Me voy a permitir citar otras frases del libro porque creo que expresan de forma más clara y concisa de lo que yo podría hacerlo las ideas de Bastiat. Por ejemplo, esta primera: “La personalidad, la libertad y la propiedad existen, no porque los hombres hayan inventado leyes, sino al contrario; las leyes no se hicieron sino porque preexistían la personalidad, la libertad y la propiedad.” ¿Qué mejor argumento para decir que las leyes deben, ante todo, proteger la personalidad, la libertad y la propiedad? O esta otra, que describe a la perfección la frecuentemente contradictoria –gracias a las leyes manipuladas en beneficio de interesadas minorías- situación en la que vivimos: “No puede existir sociedad alguna sin el respeto más o menos profundo de las leyes; pero la condición más segura para que las leyes sean respetadas es que sean respetables. Cuando la Ley y la Moral están en contradicción, el ciudadano se encuentra ante la cruel alternativa de perder la noción de Moral o el respeto de la Ley; calamidades a cual más grandes y entre las cuales es imposible elegir.” Y añado, para terminar, esta última que hace referencia al concepto de “despojo legal”, sobre el que ya, sin calificarlo de esta forma, hemos hablado: “… la Ley lo defiende en muchos casos y aún a veces lo verifica por su mano para evitar sonrojos, peligros y escrúpulos al que del despojo se lucra. Acontece también que la Ley pone todo ese aparato de magistratura, policía, gendarmería y cárceles a disposición del que despoja, y trata como criminal al despojado que se defiende…” Insisto, ¿no es esto lo que se está haciendo, en España, con la llamada “okupación”? 
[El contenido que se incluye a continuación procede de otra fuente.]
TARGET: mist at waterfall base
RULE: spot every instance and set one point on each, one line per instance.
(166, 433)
Tengo que reconocer -porque, ante todo, en RyD, tratamos de contar nuestras experiencias personales- que llegué a Bastiat, al que no conocía, vía un artículo que me recomendó un amigo. En ese artículo, de LIBERTARIANISM (https://www.libertarianism.org/), su autor, Paul Meany, calificaba a Bastiat de una forma que inmediatamente atrajo mi atención: “A diferencia de la mayoría de los filósofos y economistas, Frédéric Bastiat es uno de los pensadores libertarios más divertidos que jamás hayan puesto su pluma sobre el papel.” Y, ahora, luego de leer LA LEY, no tengo la menor duda de que el sr. Meany llevaba razón, y es por ello que os recomiendo, una vez más, su lectura y finalizo con una frase adicional que resume, de un modo preciso, la concepción del francés sobre la ley: “Yo no vacilo en contestar que la ley es la fuerza común organizada para impedir la injusticia, y en menos palabras: LA LEY ES LA JUSTICIA”.